Where Plagiarism and Ghostwriting Intersect

For those keeping score at home, the tally of plagiarism scandals at Harvard and Yale law schools stands as follows: Harvard 3, Yale 1. That is according to the Columbia law professor Michael Dorf.

The most recent addition to the club is the Yale law professor Ian Ayres, who has acknowledged that several passages in his 2007 book Super Crunchers contain unattributed reproductions or nearly identical paraphrases of other sources. (The Yale Daily News found nine such instances.) In a statement to the Yale Daily News, Ayres says that his citations are proper for a book intended for a popular audience but that he will make changes in future printings of the book.

But Dorf is puzzled by this explanation because it suggests that "we have prominent faculty who think that it's acceptable to change another author's words ever so slightly to avoid having to give attribution." And he finds it very unlikely that Ayres or the other authors would risk their reputations merely to avoid attribution.

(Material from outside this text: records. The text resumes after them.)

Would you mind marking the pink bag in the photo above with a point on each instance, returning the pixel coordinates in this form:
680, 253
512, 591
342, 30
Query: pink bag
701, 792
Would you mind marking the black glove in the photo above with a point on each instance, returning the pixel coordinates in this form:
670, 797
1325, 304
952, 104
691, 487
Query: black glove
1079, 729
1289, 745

What is going on here? Dorf has a theory: These are not plagiarism scandals, they are ghostwriting scandals. "For it's easier to believe that a research assistant whose own reputation is not on the line and who may not be as familiar with the norms of attribution (even if he or she should be) would ever so slightly change the prose of another author as a means of cutting corners on a project that has been delegated to him or her."

Evan Goldstein | Posted on Monday October 8, 2007 | Permalink

Comments

  1. I would comment on this story, but I don’t have a cadre of graduate students who can do so for me.

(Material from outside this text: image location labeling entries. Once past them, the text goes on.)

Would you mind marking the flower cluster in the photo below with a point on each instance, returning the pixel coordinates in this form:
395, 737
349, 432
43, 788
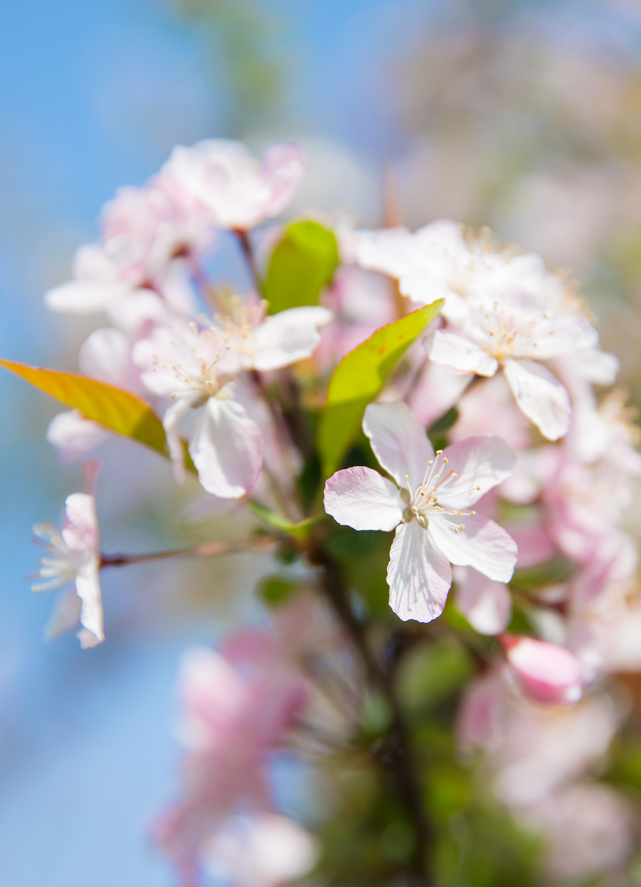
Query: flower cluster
490, 461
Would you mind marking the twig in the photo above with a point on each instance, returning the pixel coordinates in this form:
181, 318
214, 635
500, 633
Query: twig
207, 549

    — Mark Thomas    Oct 8, 10:42 AM    #

  2. Bull. If you’re a graduate student in a reputable program, you attribute EVERYTHING to the point of the reader’s annoyance. You cite even your name at the top of the paper. Or don’t they teach that anymore? There’s are no excuses for non-attribution.

    — marci    Oct 8, 03:25 PM    #

  3. I think there are two very distrubing issues here. 1. Tenured faculty feel no guilt about claiming the work of the graduate students whose grades and future they hold in their hand. When I was a graduate assistant, a faculty member with a doctorate “required” me to write an independent research paper for which he was contracted to do as a consultant. Not only did he get paid for my work BUT I had to pay college course fees AND he didn’t put my name any where on the submitted research document! Which I might add he required me to reformat to meet the contract’s specifications. 2. It’s always easy to blame the graduate assistant…but let’s not kid ourselves. Many of these faculty members are so arrogant that they don’t believe that they will ever be caught. They believe that the public and academic worlds hold them in such high regard that no one will question their words and ideas (much less the ownership of them).

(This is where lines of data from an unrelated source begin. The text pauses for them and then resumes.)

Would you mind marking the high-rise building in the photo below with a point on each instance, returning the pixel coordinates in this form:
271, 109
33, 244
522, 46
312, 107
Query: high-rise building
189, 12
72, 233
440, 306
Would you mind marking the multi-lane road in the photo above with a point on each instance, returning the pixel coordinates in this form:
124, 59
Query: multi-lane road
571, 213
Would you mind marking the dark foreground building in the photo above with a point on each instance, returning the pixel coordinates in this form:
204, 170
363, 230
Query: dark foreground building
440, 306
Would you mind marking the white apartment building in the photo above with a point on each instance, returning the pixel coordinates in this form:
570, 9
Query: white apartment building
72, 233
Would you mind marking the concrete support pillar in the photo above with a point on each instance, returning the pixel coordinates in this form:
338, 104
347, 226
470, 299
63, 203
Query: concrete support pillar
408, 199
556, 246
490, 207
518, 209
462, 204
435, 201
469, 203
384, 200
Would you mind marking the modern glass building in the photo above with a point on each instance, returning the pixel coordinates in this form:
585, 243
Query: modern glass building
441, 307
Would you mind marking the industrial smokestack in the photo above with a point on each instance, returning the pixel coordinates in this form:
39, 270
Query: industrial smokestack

    — Rebecca    Oct 8, 03:48 PM    #

  4. A former faculty member on our campus “borrowed” the work of two undergraduates and explained that they should have been honored to have worked with him/her. This person was on the cutting-edge and the recipient of major awards. A departure in the middle of a semester was arranged. So, Rebecca, have faith in the process on at least some campuses.

    — It happened here!    Oct 8, 04:42 PM    #

  5. I like how it was a Columbia professor selecting Harvard and Yale.